Image credit: Fox, ABC

The once iconic show appears to be resigning itself to being just another reality competition.

Since its premiere on Fox in 2002, American Idol has been a trailblazer, introducing a new format for reality singing competitions. The show has launched the careers of numerous pop stars, while fans were introduced to bold new performers hoping to be discovered every year.

However, after running successfully for 14 years, Fox cancelled American Idol due to waning ratings and declining interest. Upon its return two years later, the show looked far more interesting than before, but fans are now wondering whether it should be cancelled to preserve its legacy.

In the five years since its hiatus ended, American Idol has not changed a bit, remaining the good old-fashioned show everyone loved decades ago.

And fans aren't thrilled about it, arguing that other reality shows like The Masked Singer or The Voice are doing much better than the original that started the whole reality competition craze. But why is this happening?

According to fans, Fox itself is to blame.
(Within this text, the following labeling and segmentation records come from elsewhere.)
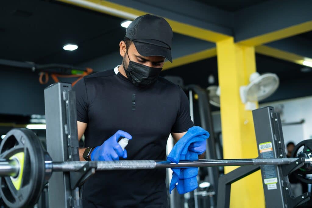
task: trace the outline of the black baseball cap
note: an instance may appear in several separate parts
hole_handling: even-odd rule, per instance
[[[163,56],[172,62],[173,33],[163,17],[151,14],[139,17],[127,28],[126,37],[132,41],[138,52],[144,56]]]

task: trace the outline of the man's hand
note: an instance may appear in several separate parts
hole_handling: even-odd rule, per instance
[[[118,140],[120,137],[129,139],[132,138],[132,136],[127,132],[118,130],[101,145],[94,148],[91,153],[91,160],[110,161],[119,160],[119,157],[127,158],[127,151],[122,150],[118,143]]]

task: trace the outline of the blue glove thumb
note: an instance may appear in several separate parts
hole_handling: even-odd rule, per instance
[[[207,142],[206,140],[201,142],[195,142],[192,143],[188,146],[188,149],[190,151],[197,152],[201,155],[206,151]]]

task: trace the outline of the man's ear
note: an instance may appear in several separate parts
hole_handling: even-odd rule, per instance
[[[120,55],[123,57],[126,54],[127,51],[127,48],[126,47],[126,43],[124,41],[121,41],[119,43],[119,53]]]

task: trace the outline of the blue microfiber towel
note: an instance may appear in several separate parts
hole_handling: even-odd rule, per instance
[[[199,126],[194,126],[189,129],[182,138],[180,139],[170,152],[167,159],[178,163],[180,160],[196,160],[198,159],[197,152],[188,149],[191,143],[196,142],[201,142],[209,137],[209,133]],[[170,182],[169,192],[175,187],[180,194],[185,194],[197,188],[196,176],[198,168],[175,168],[172,179]]]

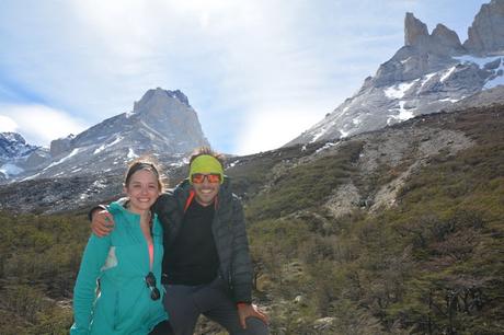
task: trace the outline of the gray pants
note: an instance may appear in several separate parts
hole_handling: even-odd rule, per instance
[[[232,335],[270,334],[267,325],[256,317],[247,319],[247,330],[241,327],[237,307],[220,278],[208,285],[165,285],[164,289],[164,308],[176,335],[193,335],[199,314],[217,322]]]

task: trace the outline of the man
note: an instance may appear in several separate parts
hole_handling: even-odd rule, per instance
[[[193,334],[199,314],[230,334],[268,334],[267,317],[251,302],[252,266],[243,208],[224,175],[222,158],[196,150],[190,175],[158,198],[163,226],[164,307],[175,334]],[[93,232],[113,227],[106,210],[94,210]]]

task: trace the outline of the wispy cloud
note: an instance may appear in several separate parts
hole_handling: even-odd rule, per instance
[[[180,89],[216,149],[273,149],[401,47],[405,11],[459,32],[484,1],[462,2],[5,0],[0,103],[54,109],[80,129],[130,111],[148,89]],[[288,126],[274,131],[279,120]],[[37,131],[22,135],[42,139]]]
[[[84,130],[82,120],[43,105],[0,105],[0,131],[16,131],[28,143],[48,147],[51,140]]]

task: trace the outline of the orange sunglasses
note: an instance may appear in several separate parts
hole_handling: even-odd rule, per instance
[[[205,181],[205,177],[207,178],[208,183],[220,183],[220,174],[218,173],[193,173],[191,175],[191,181],[194,184],[202,184]]]

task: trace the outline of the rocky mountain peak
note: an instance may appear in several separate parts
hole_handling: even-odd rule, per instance
[[[408,12],[404,19],[404,45],[419,46],[428,38],[427,25]]]
[[[38,147],[26,143],[18,132],[0,132],[0,159],[10,160],[30,154]]]
[[[504,84],[504,0],[483,4],[469,31],[462,45],[445,25],[429,34],[425,23],[406,13],[404,46],[355,95],[286,146],[376,130]],[[499,94],[477,104],[490,104]]]
[[[468,28],[463,47],[477,56],[504,51],[504,0],[492,0],[481,5]]]
[[[187,96],[180,90],[169,91],[161,88],[148,90],[140,101],[135,102],[133,112],[142,113],[145,111],[159,109],[167,104],[173,104],[173,100],[191,108]]]
[[[404,19],[404,46],[414,47],[420,54],[451,56],[463,53],[456,32],[439,23],[432,34],[428,34],[427,25],[413,13],[406,13]]]

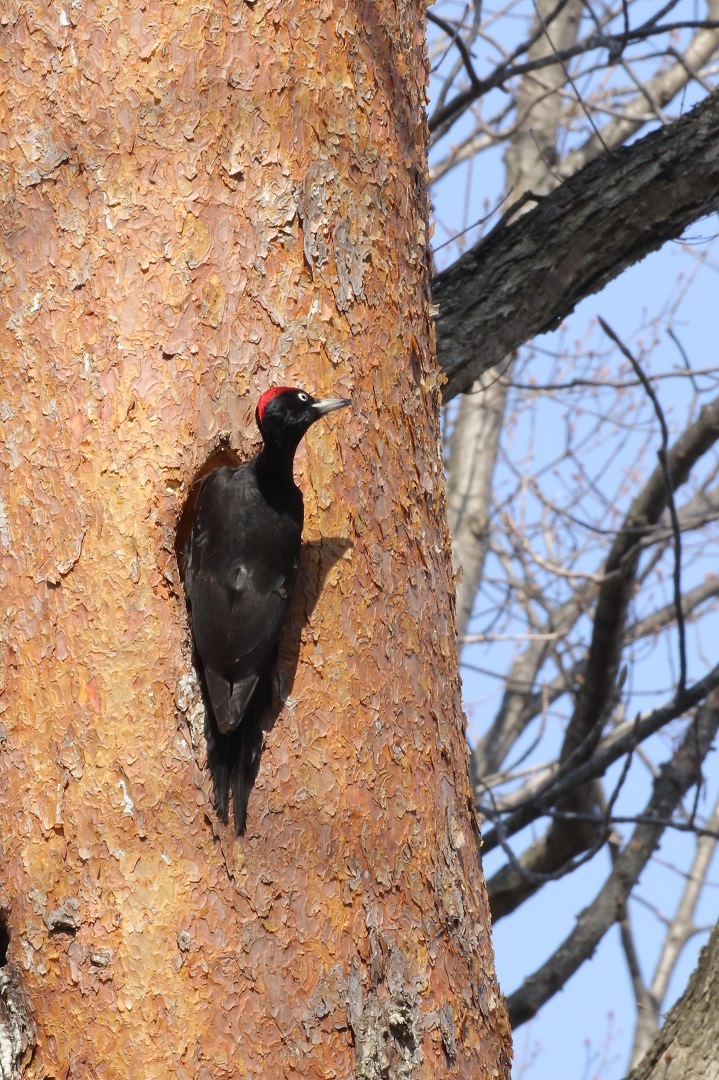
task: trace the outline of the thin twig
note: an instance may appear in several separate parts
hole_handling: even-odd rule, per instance
[[[677,635],[679,638],[679,693],[683,693],[687,686],[687,631],[684,627],[684,613],[681,609],[681,529],[679,528],[679,516],[674,501],[674,485],[671,484],[671,477],[669,475],[669,468],[667,464],[669,429],[664,418],[664,411],[660,405],[659,397],[656,396],[649,379],[645,375],[641,365],[632,354],[629,349],[627,349],[624,342],[620,340],[611,326],[601,318],[601,315],[598,315],[597,319],[607,337],[611,338],[620,352],[622,352],[622,354],[626,356],[632,364],[637,378],[641,381],[641,384],[645,388],[647,396],[654,406],[654,413],[656,414],[656,419],[659,420],[660,428],[662,429],[662,446],[656,456],[660,460],[662,472],[664,473],[666,501],[669,508],[671,531],[674,534],[674,605],[677,612]]]

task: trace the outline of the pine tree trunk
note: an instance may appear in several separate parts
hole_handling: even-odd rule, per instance
[[[421,12],[11,0],[0,22],[3,1068],[507,1076],[438,454]],[[302,566],[236,840],[175,542],[193,477],[252,453],[275,383],[353,411],[298,458]]]

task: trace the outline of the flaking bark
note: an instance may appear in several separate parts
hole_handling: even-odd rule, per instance
[[[421,11],[89,0],[0,25],[0,873],[27,1076],[506,1077],[437,451]],[[238,842],[175,541],[276,383],[353,415],[298,458],[306,543]]]

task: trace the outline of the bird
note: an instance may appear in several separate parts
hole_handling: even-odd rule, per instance
[[[259,767],[262,712],[283,620],[297,578],[304,507],[295,451],[321,417],[351,404],[272,387],[255,420],[256,457],[201,482],[185,555],[185,593],[207,723],[207,765],[218,816],[232,813],[238,836]]]

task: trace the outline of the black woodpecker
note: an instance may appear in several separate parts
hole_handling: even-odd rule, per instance
[[[215,806],[245,831],[247,799],[259,766],[261,714],[297,577],[304,508],[293,477],[295,451],[320,417],[349,397],[316,401],[304,390],[273,387],[255,411],[263,446],[236,469],[202,481],[185,559],[185,592],[205,703],[207,762]]]

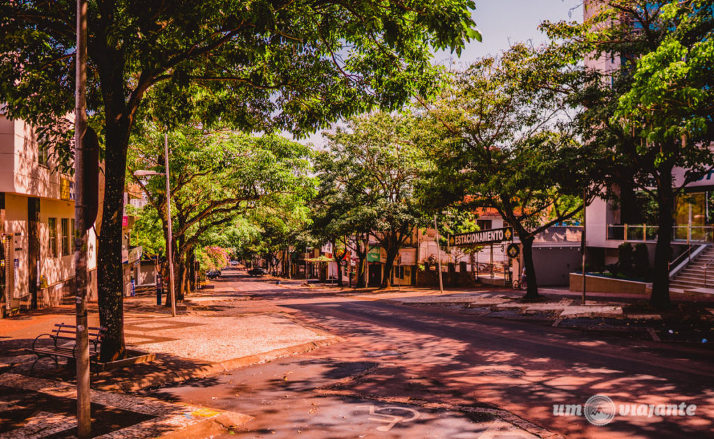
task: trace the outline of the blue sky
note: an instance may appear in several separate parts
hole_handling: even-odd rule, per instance
[[[511,44],[532,40],[536,45],[545,41],[538,30],[545,20],[583,21],[583,0],[474,0],[471,14],[483,41],[471,41],[461,58],[448,51],[437,53],[436,62],[453,60],[469,64],[488,54],[496,55]],[[570,16],[568,16],[568,12]]]

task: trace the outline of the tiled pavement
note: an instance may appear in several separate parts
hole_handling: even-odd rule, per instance
[[[75,413],[71,410],[66,410],[66,405],[59,404],[58,401],[70,400],[74,403],[76,396],[74,385],[61,381],[4,373],[0,375],[0,388],[3,388],[9,389],[0,396],[0,407],[3,413],[26,408],[23,399],[18,397],[18,393],[24,396],[31,395],[34,400],[31,408],[34,413],[16,428],[11,428],[11,429],[8,430],[6,426],[11,423],[5,424],[6,426],[0,429],[0,438],[29,439],[50,435],[73,437],[72,429],[76,427]],[[14,390],[19,392],[14,393]],[[210,423],[230,428],[251,419],[250,416],[240,413],[109,392],[92,390],[91,399],[93,413],[104,409],[123,418],[123,420],[115,421],[123,428],[114,430],[114,424],[111,425],[110,432],[95,436],[102,439],[154,438],[168,433],[180,435],[181,431],[187,431],[188,428],[200,428],[201,424],[206,424],[206,428]],[[38,407],[38,401],[44,401],[45,403],[41,403],[41,406]],[[69,404],[69,408],[75,407],[73,403]],[[9,420],[4,419],[3,423],[5,422],[9,422]],[[103,422],[106,423],[108,421],[104,419]]]

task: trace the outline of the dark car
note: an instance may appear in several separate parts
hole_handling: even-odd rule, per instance
[[[248,271],[248,276],[261,276],[266,273],[266,271],[260,267],[256,267],[255,268],[251,268]]]

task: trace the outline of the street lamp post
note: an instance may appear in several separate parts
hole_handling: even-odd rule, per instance
[[[166,176],[166,221],[168,221],[168,228],[166,230],[166,261],[169,263],[169,291],[171,295],[171,317],[176,317],[176,293],[174,289],[174,253],[171,250],[171,240],[174,237],[174,233],[171,231],[171,188],[169,185],[169,136],[166,134],[164,135],[164,162],[166,163],[166,172],[156,172],[156,171],[144,171],[139,170],[136,171],[134,175],[137,177],[149,176]]]

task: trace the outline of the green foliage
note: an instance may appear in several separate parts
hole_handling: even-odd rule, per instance
[[[228,265],[229,251],[218,246],[208,246],[196,251],[202,270],[222,270]]]
[[[714,163],[714,14],[711,0],[598,2],[583,24],[545,24],[574,60],[593,67],[573,96],[583,138],[600,149],[603,178],[656,200],[658,226],[651,303],[669,305],[667,264],[675,198]],[[633,31],[636,29],[636,31]],[[610,68],[602,68],[607,60]],[[598,66],[600,66],[598,68]],[[675,178],[675,169],[684,169]]]
[[[164,142],[154,126],[144,128],[134,138],[128,174],[149,201],[137,223],[146,229],[140,236],[153,238],[147,244],[155,248],[164,243],[168,230],[165,179],[137,177],[134,171],[164,171]],[[173,131],[169,141],[172,232],[181,263],[206,246],[262,253],[267,230],[285,233],[287,218],[304,217],[315,184],[307,176],[309,148],[277,136],[253,137],[191,126]]]
[[[89,7],[88,109],[98,121],[109,106],[129,118],[151,109],[169,127],[198,114],[248,130],[308,132],[428,94],[436,84],[429,46],[460,52],[480,39],[474,7],[97,0]],[[0,6],[0,95],[11,117],[71,128],[61,118],[74,103],[75,13],[69,0]]]
[[[399,248],[423,218],[416,182],[426,163],[415,128],[408,116],[356,117],[326,134],[328,149],[318,158],[327,208],[319,221],[336,235],[372,233],[387,253],[384,287]]]
[[[584,81],[557,45],[516,45],[456,73],[433,102],[422,102],[419,143],[433,165],[424,197],[431,204],[495,208],[524,248],[534,236],[583,209],[593,184],[592,151],[570,122],[569,96]],[[528,295],[535,271],[524,250]]]

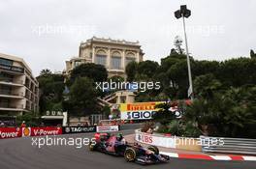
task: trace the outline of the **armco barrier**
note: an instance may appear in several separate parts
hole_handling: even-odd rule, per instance
[[[174,137],[165,137],[160,134],[147,134],[145,132],[141,132],[140,129],[135,130],[135,140],[154,146],[176,148],[176,139]]]
[[[225,153],[225,154],[245,154],[256,155],[256,139],[245,138],[220,138],[201,136],[204,139],[202,151],[204,153]],[[208,141],[213,139],[222,139],[224,144],[210,145]]]
[[[59,134],[62,134],[62,127],[0,127],[0,139]]]
[[[97,126],[96,127],[96,131],[97,132],[113,132],[113,131],[118,131],[120,128],[119,126],[113,125],[113,126]]]
[[[141,143],[160,146],[165,148],[179,149],[185,151],[201,152],[201,145],[198,145],[198,138],[165,136],[163,134],[148,134],[135,130],[135,140]]]

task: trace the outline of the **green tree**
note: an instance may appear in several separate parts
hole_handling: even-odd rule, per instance
[[[37,80],[40,89],[39,105],[41,114],[47,110],[61,110],[62,95],[65,88],[64,76],[52,73],[48,70],[43,70]]]
[[[250,57],[251,59],[256,58],[256,54],[254,53],[252,49],[250,50]]]
[[[130,62],[126,68],[125,68],[125,73],[127,75],[127,81],[132,82],[135,80],[135,76],[137,73],[137,69],[138,69],[138,63],[133,61]]]
[[[78,77],[88,77],[94,82],[103,82],[108,78],[108,71],[102,65],[93,63],[81,64],[76,67],[71,71],[70,80],[71,84],[75,82]]]

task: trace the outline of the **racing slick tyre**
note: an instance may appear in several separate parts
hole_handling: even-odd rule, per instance
[[[159,155],[159,150],[156,146],[148,146],[149,151],[152,151],[155,155]]]
[[[133,148],[127,148],[124,152],[124,158],[126,161],[131,162],[136,159],[137,152]]]
[[[89,143],[89,151],[95,151],[95,145],[92,144],[92,142]]]

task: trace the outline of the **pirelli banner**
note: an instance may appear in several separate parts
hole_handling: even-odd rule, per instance
[[[155,108],[157,104],[164,103],[157,102],[135,102],[135,103],[121,103],[120,113],[121,120],[148,120],[152,119],[152,115],[159,109]]]

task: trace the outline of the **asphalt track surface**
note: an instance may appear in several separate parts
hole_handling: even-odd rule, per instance
[[[124,134],[133,133],[129,127]],[[58,137],[91,137],[92,133],[69,134]],[[256,169],[254,161],[209,161],[199,159],[171,158],[169,163],[143,166],[126,162],[87,147],[51,146],[39,149],[32,146],[31,138],[0,140],[0,169]]]

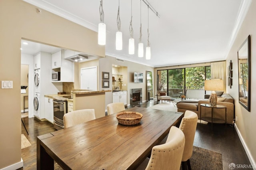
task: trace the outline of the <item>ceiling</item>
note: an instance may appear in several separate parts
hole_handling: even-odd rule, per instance
[[[23,0],[98,32],[100,0]],[[145,0],[146,2],[146,0]],[[153,67],[226,60],[247,12],[246,0],[147,0],[159,14],[149,11],[151,59],[146,60],[148,7],[141,1],[142,42],[144,57],[138,57],[140,2],[132,0],[132,26],[135,53],[128,53],[131,1],[120,0],[123,49],[115,49],[118,1],[103,0],[107,29],[106,55]],[[250,6],[250,4],[247,6]],[[84,51],[86,52],[86,51]]]

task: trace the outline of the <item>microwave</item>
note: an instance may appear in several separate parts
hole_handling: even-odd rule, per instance
[[[53,81],[59,81],[60,80],[60,72],[59,71],[52,73],[52,80]]]

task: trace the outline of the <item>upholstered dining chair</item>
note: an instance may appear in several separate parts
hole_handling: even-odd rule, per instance
[[[95,119],[94,109],[78,110],[64,115],[63,121],[64,128]]]
[[[136,170],[180,170],[185,143],[182,131],[172,127],[166,142],[154,146],[150,158],[147,158]]]
[[[180,125],[179,128],[183,132],[186,140],[182,161],[182,170],[191,169],[189,159],[193,152],[193,143],[198,119],[196,113],[192,111],[186,111]]]
[[[123,103],[118,102],[107,105],[108,115],[112,114],[125,110]]]

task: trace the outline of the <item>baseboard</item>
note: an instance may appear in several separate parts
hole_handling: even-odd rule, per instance
[[[240,131],[239,131],[239,129],[236,126],[236,123],[234,123],[235,126],[235,129],[237,132],[237,134],[238,135],[238,137],[239,137],[239,139],[240,139],[240,141],[242,143],[243,146],[244,147],[244,148],[245,150],[245,152],[246,153],[246,155],[247,155],[247,156],[248,156],[248,158],[249,158],[249,160],[250,161],[251,164],[252,166],[252,167],[253,168],[253,169],[254,170],[256,170],[256,164],[255,163],[255,160],[253,159],[252,156],[252,154],[251,154],[251,152],[250,151],[248,147],[247,146],[247,145],[246,145],[246,143],[244,142],[244,140],[243,138]]]
[[[23,167],[23,160],[22,158],[20,158],[20,162],[16,163],[12,165],[10,165],[8,166],[6,166],[5,168],[4,168],[2,169],[1,169],[0,170],[16,170],[17,169]]]

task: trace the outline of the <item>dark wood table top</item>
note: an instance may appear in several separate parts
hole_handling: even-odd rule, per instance
[[[119,124],[114,114],[38,136],[38,147],[64,169],[134,169],[180,121],[183,113],[140,107],[126,111],[142,114],[140,123]],[[38,164],[47,163],[38,159]]]

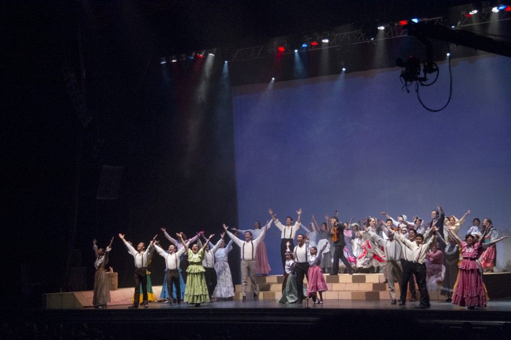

Instead of reinventing the show after the hiatus, the network stuck to its once-successful formula, not realising that things had changed.

And now the producers of American Idol are trying to cash in on the sense of nostalgia that some fans still harbour. Instead of trying to discover bright new stars as before, American Idol is inviting its former contestants and their children.

Nadia Turner and Phil Stacey's daughters joined American Idol in the last two seasons, prompting many fans of the old line-up to tune in to see how the children of their favourite contestants from previous seasons would do on the show. Many fans have expressed displeasure with this cheap tactic, arguing that American Idol is using its former glory to try and stay on the air well past its sell-by date.

Perhaps American Idol's time has passed, and Fox should let go of its once-valuable franchise.